The Sister stiffened. She turned around toward him, seeming to study him with her penetrating eyes. But all she said was “What?”
Seldon felt uneasy. “It seems to me that in speaking of viruses and mutations, we’re talking about the natural, about phenomena that are subject to natural law. That leaves out of account the supernatural, doesn’t it? It leaves out that which is not subject to natural law and can, therefore, control natural law.”

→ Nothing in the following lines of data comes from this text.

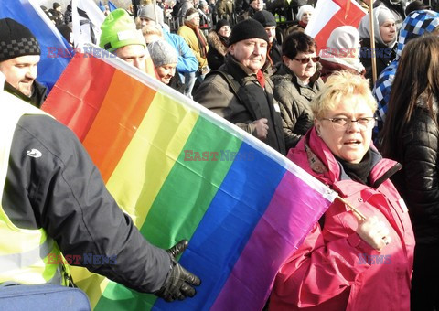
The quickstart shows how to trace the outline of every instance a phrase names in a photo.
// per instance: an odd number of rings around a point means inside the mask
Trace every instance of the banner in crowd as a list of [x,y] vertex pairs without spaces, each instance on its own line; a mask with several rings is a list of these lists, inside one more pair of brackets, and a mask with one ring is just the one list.
[[43,110],[76,133],[149,241],[189,241],[179,262],[202,280],[194,298],[169,304],[72,267],[95,310],[261,310],[337,195],[119,59],[78,53]]
[[5,17],[26,26],[38,40],[37,80],[50,90],[71,59],[70,47],[36,0],[0,1],[0,18]]
[[355,0],[317,1],[305,33],[317,43],[317,54],[327,48],[327,41],[332,30],[340,26],[353,26],[358,28],[359,21],[366,15]]

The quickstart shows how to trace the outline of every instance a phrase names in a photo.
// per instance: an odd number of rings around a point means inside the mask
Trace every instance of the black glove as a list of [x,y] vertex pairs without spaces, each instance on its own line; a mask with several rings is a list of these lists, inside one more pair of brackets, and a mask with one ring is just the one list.
[[176,299],[184,300],[187,296],[193,297],[197,292],[192,286],[198,286],[201,284],[198,276],[183,268],[175,260],[175,257],[182,253],[187,248],[187,241],[182,240],[166,251],[171,257],[171,270],[167,273],[162,288],[154,294],[167,302]]

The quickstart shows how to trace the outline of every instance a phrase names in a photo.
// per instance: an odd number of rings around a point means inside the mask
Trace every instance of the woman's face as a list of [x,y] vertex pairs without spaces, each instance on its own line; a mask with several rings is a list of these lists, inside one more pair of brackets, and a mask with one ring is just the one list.
[[230,26],[223,26],[222,27],[220,28],[220,30],[218,30],[218,33],[222,36],[222,37],[229,37],[230,36]]
[[393,41],[396,37],[395,21],[392,19],[386,20],[380,27],[380,35],[381,36],[382,42],[384,43],[390,43]]
[[[284,62],[285,63],[286,66],[288,66],[291,71],[293,71],[297,76],[297,78],[299,78],[303,82],[308,83],[309,79],[312,76],[314,76],[314,74],[316,73],[316,70],[317,68],[317,62],[316,61],[315,62],[313,59],[316,59],[316,56],[317,55],[316,54],[316,52],[314,53],[300,52],[295,56],[294,59],[284,57]],[[304,64],[300,59],[307,59],[308,61]]]
[[312,12],[305,12],[303,15],[302,15],[302,18],[300,19],[300,21],[304,24],[308,24],[309,23],[309,20],[311,19],[311,16],[313,15]]
[[[315,125],[334,156],[350,163],[359,163],[370,146],[375,122],[371,120],[361,127],[358,122],[350,120],[369,117],[373,117],[373,111],[366,100],[359,95],[351,95],[344,98],[334,110],[324,112],[322,118],[315,119]],[[347,118],[348,121],[345,127],[337,126],[327,120],[333,118]]]

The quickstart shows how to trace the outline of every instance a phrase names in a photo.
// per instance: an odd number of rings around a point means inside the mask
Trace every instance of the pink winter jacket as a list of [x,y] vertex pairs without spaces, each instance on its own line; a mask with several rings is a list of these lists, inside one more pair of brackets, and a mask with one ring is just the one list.
[[[310,167],[305,143],[327,168]],[[288,158],[357,207],[377,216],[391,231],[391,242],[380,252],[357,233],[355,215],[336,199],[304,243],[278,272],[270,310],[409,310],[414,238],[409,215],[390,181],[396,163],[382,159],[373,145],[373,187],[351,180],[313,128]],[[308,150],[309,151],[309,150]],[[322,171],[318,164],[315,170]],[[294,189],[293,189],[294,190]],[[319,221],[320,222],[320,221]]]

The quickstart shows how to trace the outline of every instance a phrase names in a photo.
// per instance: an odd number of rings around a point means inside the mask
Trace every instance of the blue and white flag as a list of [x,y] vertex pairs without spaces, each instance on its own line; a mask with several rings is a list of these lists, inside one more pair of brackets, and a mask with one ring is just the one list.
[[41,48],[38,82],[49,90],[72,57],[71,48],[36,0],[0,1],[0,18],[12,18],[32,31]]

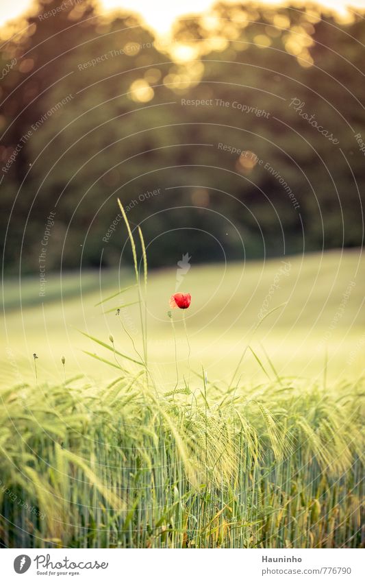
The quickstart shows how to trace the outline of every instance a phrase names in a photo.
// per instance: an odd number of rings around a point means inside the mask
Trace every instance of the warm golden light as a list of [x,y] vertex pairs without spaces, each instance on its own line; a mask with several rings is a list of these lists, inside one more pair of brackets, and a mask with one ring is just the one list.
[[[67,0],[63,0],[66,2]],[[237,0],[226,0],[227,3],[237,3]],[[101,12],[125,9],[138,13],[155,34],[166,36],[171,31],[173,23],[177,19],[184,16],[193,14],[207,14],[207,24],[210,25],[212,30],[216,30],[216,22],[209,14],[210,10],[216,3],[216,0],[184,0],[184,2],[168,2],[166,0],[99,0]],[[270,5],[287,5],[300,3],[296,0],[262,0],[257,3]],[[334,10],[343,20],[351,15],[351,9],[365,9],[365,0],[318,0],[315,4],[328,10]],[[62,0],[60,0],[60,5]],[[6,22],[16,18],[29,10],[33,5],[32,0],[1,0],[0,3],[0,26]],[[280,16],[283,21],[285,16]],[[210,19],[211,21],[209,21]],[[283,21],[282,25],[285,25]],[[277,24],[277,25],[279,25]],[[284,27],[284,26],[283,26]],[[262,39],[261,39],[262,40]],[[267,43],[266,40],[264,41]],[[260,42],[258,45],[262,44]]]

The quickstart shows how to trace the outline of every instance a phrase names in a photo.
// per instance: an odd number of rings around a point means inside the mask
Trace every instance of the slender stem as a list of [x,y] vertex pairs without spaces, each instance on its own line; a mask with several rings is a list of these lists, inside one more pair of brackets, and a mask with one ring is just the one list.
[[186,341],[188,343],[188,367],[189,368],[189,382],[190,380],[190,375],[191,375],[191,367],[190,367],[190,355],[191,355],[191,348],[190,343],[189,341],[189,336],[188,335],[188,328],[186,327],[186,319],[185,318],[185,309],[183,311],[183,322],[184,322],[184,328],[185,330],[185,335],[186,336]]
[[174,325],[174,320],[173,319],[173,314],[171,313],[170,315],[170,319],[171,322],[171,325],[173,326],[173,333],[174,336],[174,345],[175,345],[175,365],[176,368],[176,384],[175,385],[174,388],[174,394],[173,398],[175,397],[175,391],[177,388],[177,385],[179,384],[179,367],[177,365],[177,346],[176,344],[176,330]]

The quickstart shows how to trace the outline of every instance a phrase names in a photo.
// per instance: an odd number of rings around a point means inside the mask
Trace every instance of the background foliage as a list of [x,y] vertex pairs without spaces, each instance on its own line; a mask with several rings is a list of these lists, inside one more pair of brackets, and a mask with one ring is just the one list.
[[[138,202],[129,219],[143,223],[151,266],[175,264],[186,250],[186,231],[179,230],[186,228],[195,261],[222,260],[220,245],[228,259],[241,258],[240,237],[247,258],[281,254],[284,239],[286,252],[361,244],[364,159],[354,136],[365,135],[362,18],[341,23],[307,5],[219,4],[210,18],[181,20],[173,41],[162,45],[136,16],[102,18],[91,1],[40,21],[58,5],[41,0],[0,52],[1,68],[16,59],[0,89],[3,167],[32,125],[72,95],[32,132],[4,175],[0,226],[8,270],[21,251],[22,268],[36,269],[52,210],[48,270],[80,260],[115,265],[121,236],[103,238],[118,214],[116,194],[125,206]],[[181,60],[181,44],[192,59]],[[290,106],[294,97],[338,145]],[[181,99],[214,104],[184,106]],[[216,107],[216,99],[231,105]],[[235,101],[269,115],[241,113]],[[263,163],[242,165],[220,142]],[[214,236],[202,239],[194,230],[201,228]]]

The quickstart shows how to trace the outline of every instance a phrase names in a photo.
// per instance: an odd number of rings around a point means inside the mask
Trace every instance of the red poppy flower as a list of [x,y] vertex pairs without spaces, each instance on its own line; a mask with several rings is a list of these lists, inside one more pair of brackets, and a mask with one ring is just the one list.
[[175,293],[170,298],[170,307],[175,309],[179,307],[180,309],[187,309],[191,302],[191,295],[190,293]]

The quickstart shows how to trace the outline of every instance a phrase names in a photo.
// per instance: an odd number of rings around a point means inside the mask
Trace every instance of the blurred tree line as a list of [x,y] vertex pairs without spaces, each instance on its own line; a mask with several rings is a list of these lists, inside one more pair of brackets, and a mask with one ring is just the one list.
[[218,4],[163,43],[41,0],[0,54],[5,268],[36,271],[51,212],[47,271],[116,265],[117,196],[153,266],[362,244],[364,41],[307,4]]

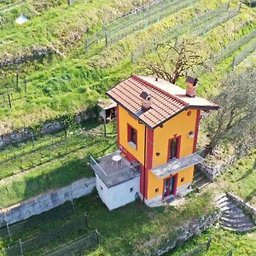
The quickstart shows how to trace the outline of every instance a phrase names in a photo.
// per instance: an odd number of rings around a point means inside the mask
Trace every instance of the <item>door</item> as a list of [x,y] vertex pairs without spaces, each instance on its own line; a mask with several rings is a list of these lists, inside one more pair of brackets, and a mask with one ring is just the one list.
[[171,195],[176,195],[176,176],[171,176],[164,179],[163,198]]

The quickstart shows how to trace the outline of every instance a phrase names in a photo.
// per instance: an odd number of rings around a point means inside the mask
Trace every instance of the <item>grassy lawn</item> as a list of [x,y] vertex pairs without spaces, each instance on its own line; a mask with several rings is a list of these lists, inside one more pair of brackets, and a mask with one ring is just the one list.
[[[113,131],[114,125],[108,125],[108,132]],[[35,148],[28,143],[0,152],[0,159],[5,160],[0,171],[0,207],[68,185],[84,177],[93,177],[87,164],[90,155],[100,157],[116,149],[116,138],[113,136],[104,139],[76,131],[71,131],[67,139],[62,132],[55,140],[50,140],[52,137],[53,135],[38,138]],[[7,155],[9,159],[6,159]]]
[[[42,225],[40,216],[33,217],[33,223],[39,222],[38,226],[20,233],[19,236],[14,236],[14,240],[21,238],[25,241],[28,237],[32,237],[31,234],[40,236],[47,230],[54,231],[55,228],[64,223],[68,224],[73,218],[80,218],[86,211],[89,215],[88,230],[98,229],[101,244],[97,248],[87,251],[84,255],[131,255],[137,253],[139,255],[148,255],[150,249],[159,247],[166,237],[175,236],[176,228],[213,210],[209,194],[190,195],[186,205],[177,208],[168,207],[152,209],[134,202],[112,212],[109,212],[97,195],[94,194],[76,200],[74,207],[75,217],[67,216],[60,220],[58,214],[49,219],[43,218],[43,215]],[[81,235],[70,234],[68,237],[71,240]],[[63,235],[54,239],[47,245],[48,250],[65,241],[66,238]],[[7,239],[0,240],[0,252],[1,247],[5,247],[7,244]],[[42,250],[37,248],[29,255],[35,253],[41,255]]]
[[254,256],[256,255],[256,233],[238,234],[224,230],[221,228],[212,228],[201,235],[186,241],[182,247],[167,253],[165,256],[180,256],[189,252],[197,246],[207,242],[212,236],[212,243],[208,252],[201,255],[216,256],[229,255],[230,250],[234,256]]
[[[28,92],[26,97],[14,102],[12,109],[9,108],[6,103],[5,107],[0,109],[0,118],[3,120],[1,131],[7,132],[16,127],[54,119],[67,112],[73,113],[94,104],[108,89],[131,73],[144,73],[142,70],[143,60],[131,63],[131,50],[139,49],[143,44],[149,43],[155,36],[161,38],[166,30],[191,20],[196,15],[204,14],[206,9],[212,9],[224,3],[227,1],[209,3],[201,0],[195,3],[194,8],[182,9],[143,31],[125,37],[104,50],[99,45],[86,55],[83,44],[74,48],[65,57],[52,56],[49,60],[24,66],[28,80]],[[230,8],[236,6],[237,4],[233,3]],[[243,20],[252,22],[244,23]],[[204,45],[207,45],[210,53],[214,55],[252,31],[255,26],[253,20],[253,10],[242,8],[237,16],[211,30],[204,37],[197,38]],[[222,34],[225,34],[225,37],[222,37]],[[230,61],[227,63],[229,64],[226,68],[230,69]],[[217,86],[225,72],[225,68],[217,67],[213,73],[202,75],[201,84],[203,85],[199,88],[199,94],[206,96],[209,91],[214,92],[213,87]],[[21,67],[20,81],[24,77]],[[21,95],[24,96],[23,85],[20,85],[20,88]],[[206,90],[207,93],[205,92]],[[15,97],[15,93],[14,95]]]

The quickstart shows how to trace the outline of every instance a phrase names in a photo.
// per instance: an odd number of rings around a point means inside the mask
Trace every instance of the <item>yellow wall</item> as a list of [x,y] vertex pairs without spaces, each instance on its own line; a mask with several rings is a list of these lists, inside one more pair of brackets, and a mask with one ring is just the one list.
[[[177,172],[177,185],[182,186],[192,181],[194,174],[194,166],[190,166],[187,169],[182,170]],[[167,176],[168,177],[168,176]],[[184,177],[184,181],[182,183],[181,178]],[[148,197],[147,199],[152,199],[155,196],[163,194],[164,178],[158,178],[150,171],[148,172]],[[155,189],[158,189],[158,192]]]
[[[193,153],[194,137],[188,137],[191,131],[195,132],[196,109],[189,109],[191,114],[187,115],[188,110],[164,123],[164,127],[154,131],[153,168],[166,164],[168,154],[168,142],[175,134],[181,136],[180,158]],[[155,154],[160,153],[157,156]]]
[[[139,124],[138,120],[131,115],[122,107],[119,106],[119,143],[131,154],[139,162],[143,165],[144,162],[144,132],[145,125]],[[188,111],[191,111],[189,116]],[[163,128],[154,130],[154,148],[153,148],[153,168],[166,164],[168,154],[168,142],[175,134],[181,136],[180,158],[193,153],[194,137],[189,137],[188,133],[191,131],[195,132],[196,121],[196,110],[189,109],[183,111],[173,119],[164,124]],[[137,148],[132,148],[127,140],[127,124],[131,125],[137,131]],[[148,129],[148,128],[147,128]],[[156,153],[160,153],[156,156]],[[178,172],[177,187],[192,181],[194,166]],[[181,178],[184,181],[181,183]],[[154,198],[163,193],[164,178],[158,178],[150,171],[148,171],[148,199]],[[158,192],[155,192],[158,189]]]
[[[188,111],[191,111],[189,116]],[[194,137],[189,137],[188,133],[195,132],[196,121],[196,110],[189,109],[182,112],[173,119],[164,124],[163,128],[158,127],[154,131],[154,150],[153,150],[153,168],[167,163],[168,142],[175,135],[181,136],[180,158],[193,153]],[[155,154],[160,153],[157,156]],[[192,181],[194,166],[190,166],[177,175],[177,188]],[[181,178],[184,181],[181,183]],[[150,171],[148,172],[148,199],[162,195],[164,178],[158,178]],[[159,189],[155,192],[155,189]]]
[[[130,152],[139,162],[144,162],[144,134],[145,125],[139,124],[138,120],[131,116],[125,109],[119,106],[119,143]],[[128,143],[127,124],[131,125],[137,131],[137,150]]]

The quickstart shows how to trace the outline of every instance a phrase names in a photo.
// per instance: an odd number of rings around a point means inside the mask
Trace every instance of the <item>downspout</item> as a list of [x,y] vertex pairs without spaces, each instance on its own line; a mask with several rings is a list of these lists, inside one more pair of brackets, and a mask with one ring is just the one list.
[[145,134],[144,134],[143,202],[145,201],[145,193],[146,193],[146,143],[147,143],[147,126],[145,125]]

She continued to stare at him, as though he had suddenly begun speaking some distant, unknown dialect of Galactic Standard. Again she said, in half a whisper this time, “Wharf.”
He continued, stumbling over unfamiliar words that half-embarrassed him. “You must appeal to some great essence, some great spirit, some… I don’t know what to call it.”
Raindrop Forty-Three said in a voice that rose into higher registers but remained low, “I thought so. I thought that was what you meant, but I couldn’t believe it. You’re accusing us of having religion. Why didn’t you say so? Why didn’t you use the word?”